Mrs. S Radha, Retd as Controller
Controllerate of Quality Assurance(Fire Fighting Equipment), Pune

1. Over the years, Quality has come a long way from being known for “Defect Reduction” to being the “Buying Standard”.

2. When our Prime Minister in his maiden Independence Day speech from Red Fort exhorted the Indian industry to adopt “Zero Defect & Zero Effect” policy – Quality Management & Environmental Management, he articulated Quality as the national culture.

3. Zero Defect state means reaching a defect less state of operation. This is an ideal state but achievement is elusive. Even a Six Sigma level of operation can result in 3.4 Defects in a Million Opportunities.

4. Why is it so difficult to achieve the desired Quality level? Because, Quality does not happen by accident. It has to be planned for. Quality, like a baby, is to be conceived and nurtured, built in to the product / service through defining the parameters, designing the processes and determining the control measures. Will this assure with confidence that the equipment would render its expected function effectively at the time of calling, always, every time? If so, why do Customers lack satisfaction and confidence in the equipment that was procured on the basis of Quality guarantee?

5. The perceptions and expectations of customers from the term “Quality” are changing by the day. The customer is not contended with the Quality of equipment supplied on receipt alone. The same level of functionality, performance and conformance is expected throughout the life cycle of the product with the least down time in use.

6. Quality & Reliability, though often used interchangeably and together, are not the same. Quality is the degree of conformance to a specification or a product requirements, whereas, Reliability is the probability that the product will perform its intended functions for the specified interval of time under the stated conditions of use.

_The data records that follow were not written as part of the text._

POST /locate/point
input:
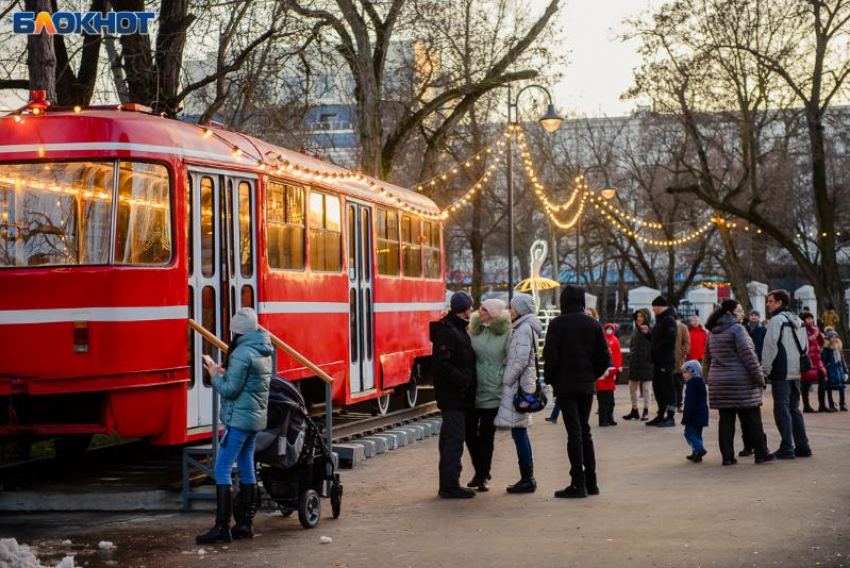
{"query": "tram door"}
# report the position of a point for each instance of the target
(360, 301)
(220, 222)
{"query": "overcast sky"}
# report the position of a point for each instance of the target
(600, 65)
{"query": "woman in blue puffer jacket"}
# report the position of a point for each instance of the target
(244, 390)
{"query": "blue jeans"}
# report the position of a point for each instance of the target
(523, 445)
(237, 446)
(787, 415)
(693, 434)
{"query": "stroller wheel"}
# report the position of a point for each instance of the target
(336, 499)
(310, 509)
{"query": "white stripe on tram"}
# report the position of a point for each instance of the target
(342, 307)
(124, 314)
(104, 146)
(303, 308)
(410, 307)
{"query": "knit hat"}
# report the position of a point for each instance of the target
(461, 301)
(524, 304)
(494, 307)
(244, 321)
(692, 367)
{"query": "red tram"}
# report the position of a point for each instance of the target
(117, 225)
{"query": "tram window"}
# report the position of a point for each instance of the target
(411, 251)
(207, 227)
(246, 229)
(387, 242)
(431, 246)
(247, 296)
(325, 233)
(55, 214)
(190, 233)
(143, 229)
(285, 226)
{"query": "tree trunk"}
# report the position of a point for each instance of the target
(41, 59)
(476, 244)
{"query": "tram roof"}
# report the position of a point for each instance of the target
(99, 130)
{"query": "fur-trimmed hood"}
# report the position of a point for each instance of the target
(500, 325)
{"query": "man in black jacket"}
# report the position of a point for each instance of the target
(663, 354)
(453, 363)
(576, 354)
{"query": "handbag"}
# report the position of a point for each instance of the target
(536, 401)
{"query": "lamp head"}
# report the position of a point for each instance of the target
(608, 191)
(551, 121)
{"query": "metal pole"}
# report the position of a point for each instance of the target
(578, 252)
(510, 201)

7. Individual components making up a complex aggregate influence its Reliability. However, in the absence of system level Reliability data, component level Mean Time Between Failures (MTBF) figures stipulated by the manufacturers do not help. Building Reliability during design and development of a product alone is not enough. It is equally important to stipulate the mechanisms for prediction / estimation and demonstration of the designed Reliability. Historically, Reliability has been viewed as an in-exact science. Recent advancements in Reliability Demonstration Methods have transformed the so called probabilistic Reliability into deterministic Reliability.

8. Standards for Quality Management     Standards are a benchmark for comparison to identify variations and are tools for narrowing down dispersions. Such standards for product parameters are very easy to visualize and comprehend, thereby making it effective. When it was realized that the product quality was to be substantiated by a certificate of consistency, the standards for systems and processes that yield the products were born.

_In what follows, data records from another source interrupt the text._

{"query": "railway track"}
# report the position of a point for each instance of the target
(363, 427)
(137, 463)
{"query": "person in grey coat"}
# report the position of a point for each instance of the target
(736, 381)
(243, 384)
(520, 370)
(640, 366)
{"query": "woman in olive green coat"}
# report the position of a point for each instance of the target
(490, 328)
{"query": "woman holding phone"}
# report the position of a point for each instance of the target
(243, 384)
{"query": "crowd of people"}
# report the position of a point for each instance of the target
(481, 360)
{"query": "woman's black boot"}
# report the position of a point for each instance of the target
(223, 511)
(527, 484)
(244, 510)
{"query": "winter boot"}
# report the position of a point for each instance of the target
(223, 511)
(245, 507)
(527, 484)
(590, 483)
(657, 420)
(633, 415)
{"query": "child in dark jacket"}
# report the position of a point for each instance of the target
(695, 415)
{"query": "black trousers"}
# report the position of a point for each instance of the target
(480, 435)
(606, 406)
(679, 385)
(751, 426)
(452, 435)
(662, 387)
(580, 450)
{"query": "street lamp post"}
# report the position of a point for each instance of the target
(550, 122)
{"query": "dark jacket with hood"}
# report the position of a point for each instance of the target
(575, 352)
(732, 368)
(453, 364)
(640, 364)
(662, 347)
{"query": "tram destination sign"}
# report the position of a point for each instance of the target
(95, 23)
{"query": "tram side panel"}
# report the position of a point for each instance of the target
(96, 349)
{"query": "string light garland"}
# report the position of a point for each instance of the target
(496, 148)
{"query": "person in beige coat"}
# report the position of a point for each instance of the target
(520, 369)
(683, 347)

9. Popular among these are standards for Quality Management Systems (ISO 9001:2016), Environmental Management Systems (ISO 14001:2015), Occupational Health & Safety (ISO 45001:2018) and even the guideline standard for Social Responsibility (ISO 26000:2010). The remarkable aspect of all these standards is the Risk based Approach which makes it binding on the Organizations to go through the Failure Mode Effects Analysis (FMEA) as a way of life. There are also widely used function specific standards like, Corporate Governance of Information Technology (ISO/IEC 38500:2008), Risk Management ISO Guide (73: 2009) and Industry specific standards like AS 9100, IATF 16949.

10. Contemporary Quality Management    The last century saw the Quality Management efforts evolve from “Role based” when it was confined to the Inspection or Quality Control Dept. to “Requirement based” since managing the Process yields qualitative results. It was widely recognized that the lasting culture of innovating for Quality has to be “People based”.

11. During the last decade or so, we have gained expertise in collating and analyzing the data collected from the manufacturing processes. This gives a whole new meaning to Statistical Process Control rendering it accurate and result oriented. The role of current day Quality professionals lies in identifying mechanism and check points for data capture for Statistical Process Control and running the PDSA cycles based on the measurements.

12. Quality will remain the international business language for worldwide trade networks as the distinguishing aspect among competing products & services. Accordingly, Quality Management will continue to play its crucial role by moving beyond traditional methods and employing innovative strategies by adapting to the changed environment.

13. Future role of today’s Quality Managers will be functioning as internal consultants to establish standards, processes and control measures, carry out Risk analysis of process, measure and improve Reliability and train the personnel in leveraging the information systems to analyse the process data for early trends to implement corrective and improvement measures.